戦時中、日本統治下の朝鮮から日本へ動員され、強制労働をさせられたとして、韓国人4人が日本の企業に損害賠償を求めた訴訟の差し戻し上告審で、韓国大法院が日本企業の上告を棄却。原告4人に損害賠償の支払いを命じた高裁判決が確定した。
安倍首相は「あり得ない」と強い不快感を示しながらも、たび重なる挑発的裏切りにうんざりの表情。日韓基本条約と請求権協定を踏まえ、「完全かつ最終的に解決している」と揺るぎない日本のスタンスを強調した。
韓国最高裁の判断を受けて今後、賠償や企業の財産の差し押さえといった動きも予想される。世耕経産相は「そのような事態になれば、日韓の経済活動に致命的なダメージを与えるだろう」と怒りを込めて警告する。

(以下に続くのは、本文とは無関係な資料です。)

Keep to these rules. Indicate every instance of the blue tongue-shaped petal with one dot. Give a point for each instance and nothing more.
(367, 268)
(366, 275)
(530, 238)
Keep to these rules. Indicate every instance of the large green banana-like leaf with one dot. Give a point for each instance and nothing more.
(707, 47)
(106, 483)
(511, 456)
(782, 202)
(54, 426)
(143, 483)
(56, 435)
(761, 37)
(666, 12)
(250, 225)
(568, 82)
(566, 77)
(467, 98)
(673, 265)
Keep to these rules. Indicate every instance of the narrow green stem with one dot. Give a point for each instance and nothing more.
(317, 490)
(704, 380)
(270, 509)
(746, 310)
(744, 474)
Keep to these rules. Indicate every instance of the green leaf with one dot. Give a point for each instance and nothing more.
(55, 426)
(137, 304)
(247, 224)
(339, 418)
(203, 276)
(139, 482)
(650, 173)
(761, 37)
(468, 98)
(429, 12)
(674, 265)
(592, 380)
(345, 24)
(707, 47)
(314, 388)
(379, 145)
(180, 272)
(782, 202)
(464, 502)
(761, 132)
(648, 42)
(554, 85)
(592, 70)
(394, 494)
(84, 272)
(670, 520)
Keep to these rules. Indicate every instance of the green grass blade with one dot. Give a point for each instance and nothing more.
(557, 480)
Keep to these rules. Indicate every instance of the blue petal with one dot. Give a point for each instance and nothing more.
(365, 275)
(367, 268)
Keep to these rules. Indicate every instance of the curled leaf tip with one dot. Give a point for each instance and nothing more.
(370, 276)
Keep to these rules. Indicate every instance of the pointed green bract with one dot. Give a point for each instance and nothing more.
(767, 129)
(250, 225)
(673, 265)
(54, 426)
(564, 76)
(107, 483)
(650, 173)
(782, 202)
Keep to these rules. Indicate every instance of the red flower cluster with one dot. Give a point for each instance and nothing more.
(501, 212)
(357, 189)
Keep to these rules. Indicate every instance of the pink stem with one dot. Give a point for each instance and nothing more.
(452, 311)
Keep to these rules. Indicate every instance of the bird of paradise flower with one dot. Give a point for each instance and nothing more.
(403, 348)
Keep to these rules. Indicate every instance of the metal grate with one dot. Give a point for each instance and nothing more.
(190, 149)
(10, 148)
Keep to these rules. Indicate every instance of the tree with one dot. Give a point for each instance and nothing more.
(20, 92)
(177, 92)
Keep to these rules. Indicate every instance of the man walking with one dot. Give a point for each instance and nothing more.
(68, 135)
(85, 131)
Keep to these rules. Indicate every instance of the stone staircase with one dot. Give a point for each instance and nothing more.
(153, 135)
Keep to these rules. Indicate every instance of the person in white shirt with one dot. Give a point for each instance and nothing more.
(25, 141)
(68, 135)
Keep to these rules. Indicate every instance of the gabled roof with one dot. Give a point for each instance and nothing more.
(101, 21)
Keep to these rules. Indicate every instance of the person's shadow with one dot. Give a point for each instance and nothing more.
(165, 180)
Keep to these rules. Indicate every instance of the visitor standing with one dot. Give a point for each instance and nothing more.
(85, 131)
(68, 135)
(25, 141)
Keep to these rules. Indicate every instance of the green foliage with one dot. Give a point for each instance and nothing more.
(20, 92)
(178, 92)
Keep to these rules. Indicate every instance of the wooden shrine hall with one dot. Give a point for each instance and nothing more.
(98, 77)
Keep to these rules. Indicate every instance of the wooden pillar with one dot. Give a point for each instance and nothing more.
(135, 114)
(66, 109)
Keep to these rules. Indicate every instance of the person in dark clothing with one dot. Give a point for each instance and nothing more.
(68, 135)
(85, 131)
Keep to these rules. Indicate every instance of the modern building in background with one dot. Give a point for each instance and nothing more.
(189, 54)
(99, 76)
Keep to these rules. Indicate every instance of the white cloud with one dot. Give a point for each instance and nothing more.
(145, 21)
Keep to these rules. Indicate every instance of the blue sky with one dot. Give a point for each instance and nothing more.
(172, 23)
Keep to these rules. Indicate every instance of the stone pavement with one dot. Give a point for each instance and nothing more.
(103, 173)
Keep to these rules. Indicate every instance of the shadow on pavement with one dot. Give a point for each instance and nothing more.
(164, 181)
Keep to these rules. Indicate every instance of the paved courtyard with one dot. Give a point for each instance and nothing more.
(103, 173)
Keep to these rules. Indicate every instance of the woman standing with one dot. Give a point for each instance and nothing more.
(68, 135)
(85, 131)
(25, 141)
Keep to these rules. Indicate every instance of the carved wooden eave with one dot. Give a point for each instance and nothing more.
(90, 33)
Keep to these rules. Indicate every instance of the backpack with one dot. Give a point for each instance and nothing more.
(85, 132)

まったく日本人には考えられない。この点、韓国生まれの評論家呉善花氏は、韓国には「国民情緒法」ともいうべき超法規的な概念が存在するといい、朴槿恵前大統領の弾劾訴追、罷免判決もこの情緒法が強く作用したと指摘する。
13年前には、日韓外交に影を落とした親日反民族行為者財産の国家帰属に関する特別法が制定された。日本の統治に協力したと判断される人やその親族が過去の統治時代に取得した財産を国家が没収することは、憲法に違反しないのだという。
3年前の従軍慰安婦問題に関する日韓合意も履行せず、つい先日は韓国主催の国際観艦式で自衛隊の旭日旗掲揚を妨害するため、参加国に軍艦旗自粛を要請した。国際法も憲法も関係なし。すべては世論の向くまま、感情が法を支配する。